Last updated Thursday, April 10, 2014

Author: Jen Cullerton Johnson
Date of Publication: 2010
ISBN: 160060367X
Grade Level: 4th    (GLCs: Click here for grade level guidelines.)
Date(s) Used: Apr. 2014

Synopsis: As a young girl in Kenya, Wangari was taught to respect nature. She grew up loving the land, plants, and animals that surrounded her - from the giant mugumo trees her people, the Kikuyu, revered to the tiny tadpoles that swam in the river. Although most Kenyan girls were not educated, Wangari, curious and hardworking, was allowed to go to school. There, her mind sprouted like a seed. She excelled at science and went on to study in the United States. After returning home, Wangari blazed a trail across Kenya, using her knowledge and compassion to promote the rights of her countrywomen and to help save the land, one tree at a time.

Note to readers:
•  The book tells the story of Wangari Maathai, the first African woman, and environmentalist, to win a Nobel Peace Prize. You may want to read the inside front cover before or after reading the story.

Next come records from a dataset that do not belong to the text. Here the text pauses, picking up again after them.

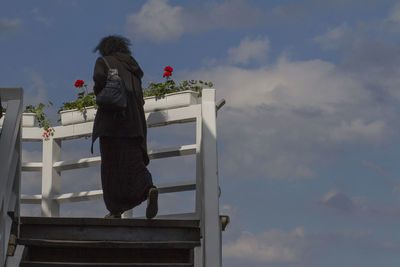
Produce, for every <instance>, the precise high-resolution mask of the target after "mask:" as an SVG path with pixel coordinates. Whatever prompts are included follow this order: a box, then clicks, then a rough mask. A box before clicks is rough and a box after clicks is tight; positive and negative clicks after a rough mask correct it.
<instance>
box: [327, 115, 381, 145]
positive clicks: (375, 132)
mask: <svg viewBox="0 0 400 267" xmlns="http://www.w3.org/2000/svg"><path fill="white" fill-rule="evenodd" d="M386 131H387V126H386V123H385V122H384V121H378V120H377V121H373V122H370V123H366V122H364V121H363V120H361V119H354V120H352V121H349V122H345V121H342V123H341V125H340V126H338V127H336V128H334V129H332V131H331V137H332V139H333V140H337V141H357V140H376V141H379V139H380V138H381V137H383V136H385V134H384V133H385V132H386Z"/></svg>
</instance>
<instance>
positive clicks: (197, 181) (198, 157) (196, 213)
mask: <svg viewBox="0 0 400 267" xmlns="http://www.w3.org/2000/svg"><path fill="white" fill-rule="evenodd" d="M202 125H203V123H202V119H201V114H199V115H198V116H197V117H196V203H195V212H196V218H197V220H200V235H201V236H203V233H204V223H203V221H202V218H203V205H204V203H203V193H204V188H203V154H202V150H201V140H202ZM201 244H203V239H201ZM203 251H204V246H203V245H201V246H200V247H196V248H194V266H195V267H203Z"/></svg>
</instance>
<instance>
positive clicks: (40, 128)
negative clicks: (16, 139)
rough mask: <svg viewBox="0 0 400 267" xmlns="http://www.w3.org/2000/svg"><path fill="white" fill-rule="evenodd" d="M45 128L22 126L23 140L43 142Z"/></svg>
mask: <svg viewBox="0 0 400 267" xmlns="http://www.w3.org/2000/svg"><path fill="white" fill-rule="evenodd" d="M42 134H43V129H42V128H39V127H30V128H22V141H25V142H42V140H43V137H42Z"/></svg>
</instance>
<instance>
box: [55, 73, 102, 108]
mask: <svg viewBox="0 0 400 267" xmlns="http://www.w3.org/2000/svg"><path fill="white" fill-rule="evenodd" d="M75 87H76V88H80V89H81V91H80V92H78V96H77V98H76V100H74V101H71V102H64V103H63V104H62V106H61V107H60V109H59V110H58V113H60V111H63V110H68V109H78V110H79V111H80V112H82V114H83V113H84V111H86V108H87V107H90V106H94V107H95V108H96V109H97V105H96V97H95V94H94V93H93V92H90V93H89V92H88V90H87V84H85V82H84V81H82V80H77V81H76V82H75Z"/></svg>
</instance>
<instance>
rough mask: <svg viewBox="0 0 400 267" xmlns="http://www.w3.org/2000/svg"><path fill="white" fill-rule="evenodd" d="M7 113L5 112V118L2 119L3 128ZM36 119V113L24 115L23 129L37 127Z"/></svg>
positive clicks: (22, 119)
mask: <svg viewBox="0 0 400 267" xmlns="http://www.w3.org/2000/svg"><path fill="white" fill-rule="evenodd" d="M5 115H6V113H4V112H3V117H1V118H0V127H2V126H3V122H4V116H5ZM35 119H36V114H35V113H30V112H25V113H23V114H22V127H33V126H35Z"/></svg>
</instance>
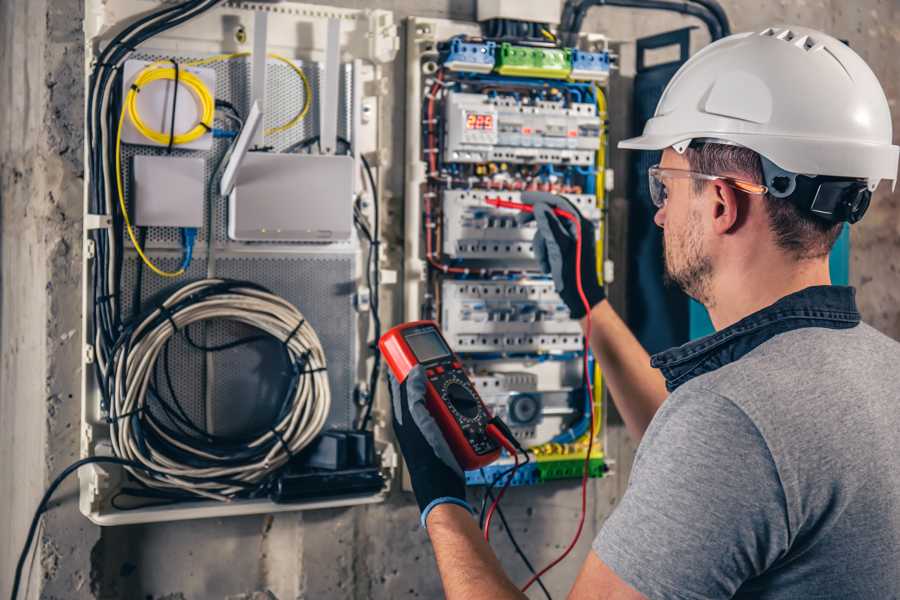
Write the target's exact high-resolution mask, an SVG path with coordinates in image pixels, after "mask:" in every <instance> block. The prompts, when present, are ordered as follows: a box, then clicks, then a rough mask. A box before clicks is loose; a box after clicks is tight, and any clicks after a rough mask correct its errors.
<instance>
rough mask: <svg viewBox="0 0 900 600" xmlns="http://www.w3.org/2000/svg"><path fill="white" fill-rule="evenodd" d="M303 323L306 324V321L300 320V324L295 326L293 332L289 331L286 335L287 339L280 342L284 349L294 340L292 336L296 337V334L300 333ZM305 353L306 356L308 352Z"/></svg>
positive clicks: (302, 319)
mask: <svg viewBox="0 0 900 600" xmlns="http://www.w3.org/2000/svg"><path fill="white" fill-rule="evenodd" d="M304 323H306V319H300V322H299V323H297V326H296V327H294V329H293V330H291V333H290V334H289V335H288V337H287V339H286V340H284V341H283V342H281V343H282V345H283V346H284V347H285V348H288V344H290V343H291V340H292V339H294V336H295V335H297V332H298V331H300V328H301V327H303V324H304ZM306 353H307V355H308V354H309V351H308V350H307V351H306Z"/></svg>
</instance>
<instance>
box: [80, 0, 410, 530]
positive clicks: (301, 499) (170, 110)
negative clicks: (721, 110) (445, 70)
mask: <svg viewBox="0 0 900 600" xmlns="http://www.w3.org/2000/svg"><path fill="white" fill-rule="evenodd" d="M85 14H87V15H90V18H89V19H88V20H87V21H86V26H85V49H86V50H85V51H86V54H87V57H86V58H87V60H86V64H87V77H86V81H87V89H86V103H87V111H86V114H87V118H86V123H85V126H86V130H85V135H86V139H87V144H86V157H85V158H86V160H85V164H86V165H87V174H86V177H85V239H84V243H85V252H84V263H83V279H84V297H83V314H84V317H83V318H84V322H83V329H84V356H83V362H84V364H83V369H82V370H83V373H84V375H83V389H82V416H83V423H82V427H81V431H82V439H81V442H82V443H81V454H82V457H91V458H92V459H93V460H95V461H105V462H95V463H93V464H90V465H89V466H88V467H86V468H83V469H81V470H80V471H79V480H80V495H79V500H80V508H81V511H82V512H83V513H84V514H85V515H86V516H87V517H88V518H90V519H91V520H92V521H94V522H95V523H98V524H101V525H117V524H126V523H138V522H151V521H159V520H179V519H191V518H200V517H222V516H228V515H239V514H256V513H272V512H279V511H287V510H300V509H313V508H324V507H335V506H351V505H355V504H364V503H373V502H380V501H382V500H383V499H384V498H385V497H386V495H387V493H388V490H389V487H390V481H391V479H392V478H393V477H394V475H395V472H396V469H397V467H398V463H399V461H398V457H397V454H396V451H395V450H394V446H393V444H392V440H391V438H390V430H389V428H388V427H387V417H386V415H387V412H386V411H385V407H387V406H389V404H388V401H387V397H386V386H384V384H383V378H382V377H381V375H383V371H382V369H381V363H380V357H379V356H378V355H377V352H375V351H373V350H372V348H373V346H374V342H375V341H377V339H378V337H379V335H380V333H379V331H380V327H381V320H382V318H383V319H384V320H385V321H388V320H389V319H392V317H391V316H390V315H389V314H388V313H385V312H380V311H381V309H380V306H381V302H380V299H381V296H382V294H383V292H384V291H385V290H384V289H383V288H382V287H381V282H382V279H383V278H385V279H386V278H387V273H388V272H389V271H388V270H387V269H386V268H385V264H386V262H385V260H384V259H383V257H382V256H381V255H380V254H379V251H378V248H379V244H380V243H381V236H382V229H383V227H382V224H381V221H380V219H379V210H383V209H380V208H379V197H380V196H381V195H383V189H382V173H383V170H384V168H385V167H386V166H387V165H388V164H389V157H390V155H391V142H390V139H391V138H390V135H389V133H386V132H384V131H382V129H381V122H382V120H383V119H382V112H383V108H382V105H383V102H384V99H383V96H384V93H385V90H386V89H388V88H387V87H385V86H386V84H387V83H389V79H388V78H389V75H390V72H391V71H390V70H389V69H386V65H388V64H390V63H391V62H392V61H393V60H394V58H395V56H396V54H397V51H398V49H399V37H398V29H397V26H396V24H395V22H394V19H393V14H392V13H391V12H389V11H385V10H368V9H367V10H353V9H341V8H331V7H322V6H318V5H308V4H301V3H295V2H291V3H283V4H279V5H275V4H274V3H260V2H218V3H217V2H194V1H187V2H180V3H177V5H176V4H171V3H158V2H150V3H148V2H146V1H145V0H86V2H85Z"/></svg>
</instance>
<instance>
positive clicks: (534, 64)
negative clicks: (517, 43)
mask: <svg viewBox="0 0 900 600" xmlns="http://www.w3.org/2000/svg"><path fill="white" fill-rule="evenodd" d="M570 52H571V51H570V50H569V49H568V48H533V47H530V46H514V45H512V44H510V43H509V42H503V43H502V44H500V53H499V54H498V56H497V69H496V71H497V73H499V74H501V75H511V76H514V77H539V78H541V79H565V78H566V77H568V76H569V73H570V72H571V71H572V60H571V57H570Z"/></svg>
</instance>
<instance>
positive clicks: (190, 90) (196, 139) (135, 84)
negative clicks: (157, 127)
mask: <svg viewBox="0 0 900 600" xmlns="http://www.w3.org/2000/svg"><path fill="white" fill-rule="evenodd" d="M155 81H172V82H174V83H175V88H176V89H175V92H177V86H178V85H183V86H185V87H186V88H187V89H188V90H189V91H190V92H191V93H192V94H193V95H194V98H195V100H196V101H197V106H198V108H199V110H198V115H199V118H198V121H197V124H196V125H194V127H192V128H191V129H190V130H189V131H186V132H185V133H180V134H176V133H175V131H174V129H172V130H171V131H170V132H169V133H163V132H161V131H156V130H155V129H153V128H151V127H150V126H148V125H147V124H146V123H145V122H144V121H143V119H141V114H140V112H139V111H138V107H137V98H138V93H139V92H140V91H141V90H142V89H144V87H145V86H147V85H149V84H151V83H153V82H155ZM125 106H126V110H127V112H128V118H129V119H131V122H132V123H134V127H135V129H137V131H138V133H140V134H141V135H142V136H144V137H145V138H147V139H149V140H153V141H154V142H156V143H157V144H159V145H161V146H165V145H166V144H173V145H179V144H188V143H190V142H193V141H194V140H197V139H199V138H200V137H202V136H203V135H205V134H207V133H209V132H210V131H212V122H213V114H214V113H215V110H216V101H215V99H214V98H213V97H212V92H210V91H209V88H208V87H207V86H206V84H205V83H203V80H202V79H200V78H199V77H198V76H197V75H195V74H194V73H191V72H190V71H186V70H177V68H173V67H163V66H161V65H160V63H153V64H151V65H149V66H148V67H147V68H145V69H143V70H142V71H141V72H140V73H138V76H137V77H135V79H134V82H133V83H132V86H131V89H130V90H129V91H128V95H127V96H126V98H125ZM172 109H173V117H172V118H173V119H174V109H175V107H174V106H173V107H172Z"/></svg>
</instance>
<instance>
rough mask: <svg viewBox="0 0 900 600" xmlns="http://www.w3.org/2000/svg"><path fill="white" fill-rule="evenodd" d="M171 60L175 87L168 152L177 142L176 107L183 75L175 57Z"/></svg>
mask: <svg viewBox="0 0 900 600" xmlns="http://www.w3.org/2000/svg"><path fill="white" fill-rule="evenodd" d="M170 60H171V61H172V65H173V66H174V67H175V89H174V90H172V121H171V126H170V127H169V145H168V146H166V154H172V146H173V145H174V144H175V109H176V108H178V80H179V79H180V77H181V70H180V69H179V68H178V62H177V61H176V60H175V59H174V58H172V59H170Z"/></svg>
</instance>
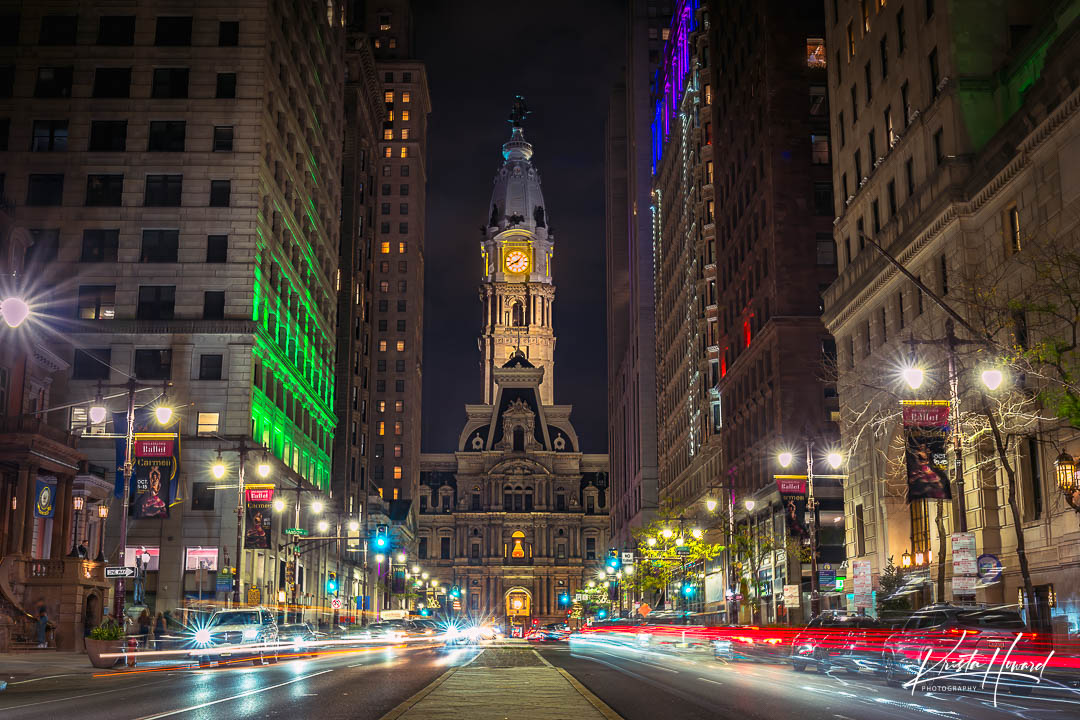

Discussion topics for before reading:
•  Where do you think this story takes place?
•  What does "seeds of change" mean?
•  What do you do with seeds?
•  How can something change from seeds?

•  mugumo - an evergreen and a type of fig, whose wood is unusable for lumber or firewood. The tree can grow as tall as 90 metres, or 295 feet, in forest or savannah and is invaluable in conserving soil moisture and increasing soil fertility.
•  millet - a type of grass that is grown for its seeds which are used as food; also, the seeds of millet
•  molecule - the smallest possible amount of a particular substance that has all the characteristics of that substance; a very small amount of something
•  sapling - a young tree

Discussion topics for during/after reading:
•  What type of animals feed from the mugumo tree?
•  Why did Wangari want to go to school? What was her favorite subject?
•  Where is Kenya? Where in the U.S. did Wangari go to school?
•  How many trees did the Green Belts plant in Kenya?
•  Why did the wealthy businessmen want to stop Wangari and the Green Belt Movement?
•  What are some things we can do to protect trees & the environment?
•  Have you ever had to stand up for something you believe needs protecting?

Craft ideas:
•  Make a colorful tree mosaic/collage. Volunteers, this will be a great opportunity for us to be environmentally friendly & use lots of scrap paper! Collect lots of small pieces of paper (not too small or the kids may not have time to finish) in lots of colors to make a simple design. Have the kids cut out different shapes for leaves, flowers, &/or animals.

*Note: These craft ideas are just suggestions. You can use them, but you don’t have to use them. You can expand upon them, or add your own twist. Remember, though, that the focus of your time should not be on the development and execution of a craft; the focus should be on the read-aloud and the enjoyment of the book!